In 1961, to commemorate the 50th anniversary of the declaration of the Republic of China, the Republic of China government in Taiwan published its own History of Qing, added 21 supplementary chapters to the Draft History of Qing and revised many existing chapters to denounce the Chinese Communist Party (CCP) as an illegitimate, impostor regime. It also removed the passages that were derogatory towards the Xinhai Revolution. This edition has not been accepted as the official History of Qing because it is recognized that it was a rushed job published for political purposes. Neither does it correct most of the many errors known to exist in the Draft History of Qing.

An additional project, attempting to actually write a New History of Qing incorporating new materials and improvements in historiography, lasted from 1988 to 2000 and published only 33 chapters out of the over 500 projected. The New History was abandoned because of the rise of the Pan-Green Coalition, which saw Taiwan as a separate entity from China and therefore not as the new Chinese regime that would be responsible for writing the official history of the previous dynasty.

In 1961, the People's Republic of China also attempted to complete writing the history of the Qing dynasty, but the historians were prevented from doing so by the Cultural Revolution which started in 1966.

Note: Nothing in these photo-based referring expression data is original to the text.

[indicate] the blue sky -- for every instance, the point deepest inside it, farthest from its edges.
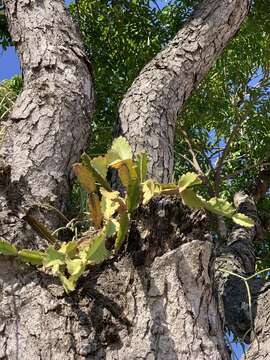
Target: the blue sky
(9, 62)
(9, 66)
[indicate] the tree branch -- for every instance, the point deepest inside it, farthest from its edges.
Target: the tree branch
(149, 110)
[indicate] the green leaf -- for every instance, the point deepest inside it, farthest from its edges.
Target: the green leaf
(32, 256)
(108, 203)
(85, 177)
(68, 284)
(69, 249)
(97, 252)
(123, 229)
(129, 163)
(99, 164)
(40, 228)
(7, 249)
(142, 165)
(220, 207)
(120, 150)
(133, 195)
(150, 189)
(111, 228)
(192, 200)
(75, 267)
(187, 180)
(243, 220)
(95, 209)
(53, 259)
(124, 175)
(97, 169)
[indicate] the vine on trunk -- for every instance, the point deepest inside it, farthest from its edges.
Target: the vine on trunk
(111, 212)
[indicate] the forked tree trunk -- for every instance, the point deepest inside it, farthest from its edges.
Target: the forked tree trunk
(155, 301)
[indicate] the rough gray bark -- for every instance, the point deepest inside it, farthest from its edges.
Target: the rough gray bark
(238, 257)
(49, 124)
(156, 300)
(149, 110)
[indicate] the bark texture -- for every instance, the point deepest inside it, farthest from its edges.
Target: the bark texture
(49, 125)
(149, 110)
(154, 302)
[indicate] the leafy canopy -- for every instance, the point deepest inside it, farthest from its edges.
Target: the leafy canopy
(111, 213)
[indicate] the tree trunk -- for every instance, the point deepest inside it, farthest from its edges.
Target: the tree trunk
(149, 110)
(155, 301)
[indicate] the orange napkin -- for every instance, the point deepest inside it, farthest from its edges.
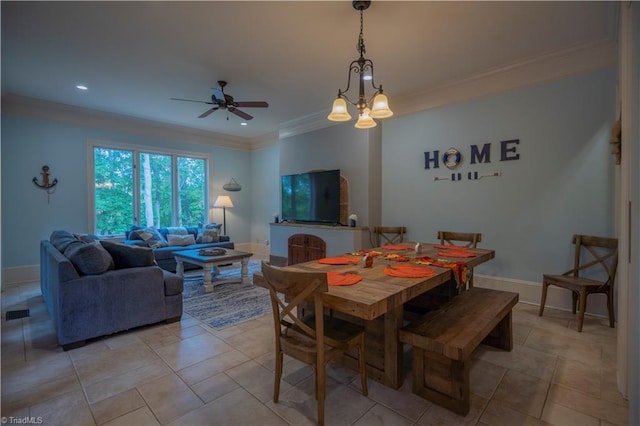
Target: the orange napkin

In 2002, the PRC once again announced that it would complete the History of Qing. The project was approved in 2003, and put under the leadership of historian Dai Yi. Initially planned to be completed in 10 years, the completion of the first draft was later pushed to 2016. Chinese Social Sciences Today reported in April 2020 that the project's results were being reviewed. The draft was rejected in November 2023, apparently because of official discontent with the narrative it presented and the influence of the so-called New Qing History school. Following the 2023 review failure, the CCP has requested historians make changes to the tome to better align with Xi Jinping's vision for the future. According to Mark Elliot, a prominent historian of the NQH school, "though the project was always going to be scholarship in service to politics, the scholarship still came first. Now politics comes first and the chapters they have are useless to them."